— Об этом спросите ленинградских ребят.
— Почему ленинградских? Они же не видели Гур-Эмир!
— И всё-таки спросите.
Внутри усыпальницы был просторный высокий зал. Каменные стены были прорезаны нишами. В нишах таились тени, в зале таилась тишина.
Через решётчатые окна лился мягкий солнечный свет. Косые предзакатные лучи отвесно падали на могилы Тимура, его сыновей и любимого внука. Надгробием Тимуру служил драгоценный тёмно-зелёный нефрит. В древности этот камень считался волшебным.

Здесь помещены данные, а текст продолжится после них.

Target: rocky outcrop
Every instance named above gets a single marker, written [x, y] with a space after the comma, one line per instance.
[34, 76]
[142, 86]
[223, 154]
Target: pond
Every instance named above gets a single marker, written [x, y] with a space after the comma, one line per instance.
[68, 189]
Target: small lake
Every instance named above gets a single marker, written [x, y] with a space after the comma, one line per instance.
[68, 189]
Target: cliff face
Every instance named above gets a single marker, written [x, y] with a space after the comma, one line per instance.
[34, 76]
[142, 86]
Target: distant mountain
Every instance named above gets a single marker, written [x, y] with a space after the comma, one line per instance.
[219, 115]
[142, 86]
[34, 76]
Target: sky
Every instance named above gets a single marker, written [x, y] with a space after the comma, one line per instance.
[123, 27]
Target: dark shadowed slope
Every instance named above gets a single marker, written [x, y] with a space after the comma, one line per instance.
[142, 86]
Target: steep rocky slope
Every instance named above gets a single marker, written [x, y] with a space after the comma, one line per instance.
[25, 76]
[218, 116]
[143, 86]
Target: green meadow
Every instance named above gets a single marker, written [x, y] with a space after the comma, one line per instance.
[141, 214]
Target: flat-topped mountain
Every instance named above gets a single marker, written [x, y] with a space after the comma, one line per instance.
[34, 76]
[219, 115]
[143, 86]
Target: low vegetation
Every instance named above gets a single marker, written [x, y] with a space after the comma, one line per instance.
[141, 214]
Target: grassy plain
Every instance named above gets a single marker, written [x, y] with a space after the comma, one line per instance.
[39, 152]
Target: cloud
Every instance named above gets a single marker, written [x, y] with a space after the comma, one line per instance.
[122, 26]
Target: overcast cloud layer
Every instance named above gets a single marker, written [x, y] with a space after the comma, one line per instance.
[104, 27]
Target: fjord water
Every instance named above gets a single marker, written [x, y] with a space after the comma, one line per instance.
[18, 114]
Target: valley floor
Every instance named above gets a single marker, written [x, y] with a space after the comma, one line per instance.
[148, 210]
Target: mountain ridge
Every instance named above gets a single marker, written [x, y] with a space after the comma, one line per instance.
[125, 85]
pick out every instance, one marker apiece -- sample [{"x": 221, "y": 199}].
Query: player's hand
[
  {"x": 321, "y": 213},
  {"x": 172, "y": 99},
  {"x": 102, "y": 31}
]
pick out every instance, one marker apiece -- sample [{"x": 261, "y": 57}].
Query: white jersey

— Сам Улугбек привёз нефрит из похода и возложил его на могилу деда, — сказала Гульчехра Хасановна.
— Значит, хромоногий Тимур лежит под зелёным камнем? — спросил Севка.
— Нет. Все надгробия ложные, под ними никто не лежит. Настоящие могилы находятся под полом, в особом погребальном склепе. В тысяча девятьсот сорок первом году, когда наша страна отмечала юбилей Улугбека, в Гур-Эмир пришли учёные. Они вскрыли могилы и осмотрели скелеты. Осмотр подтвердил и то, что Тимур был хромой, и то, что Улугбек умер насильственной смертью.
* * *
В этот день поужинали рано и рано легли спать. Завтра отправлялись домой — встать было нужно вместе с солнцем.
Глава XI
Приехав домой и влетев на суфу, Севка сразу почувствовал, что без него случилось что-то неладное.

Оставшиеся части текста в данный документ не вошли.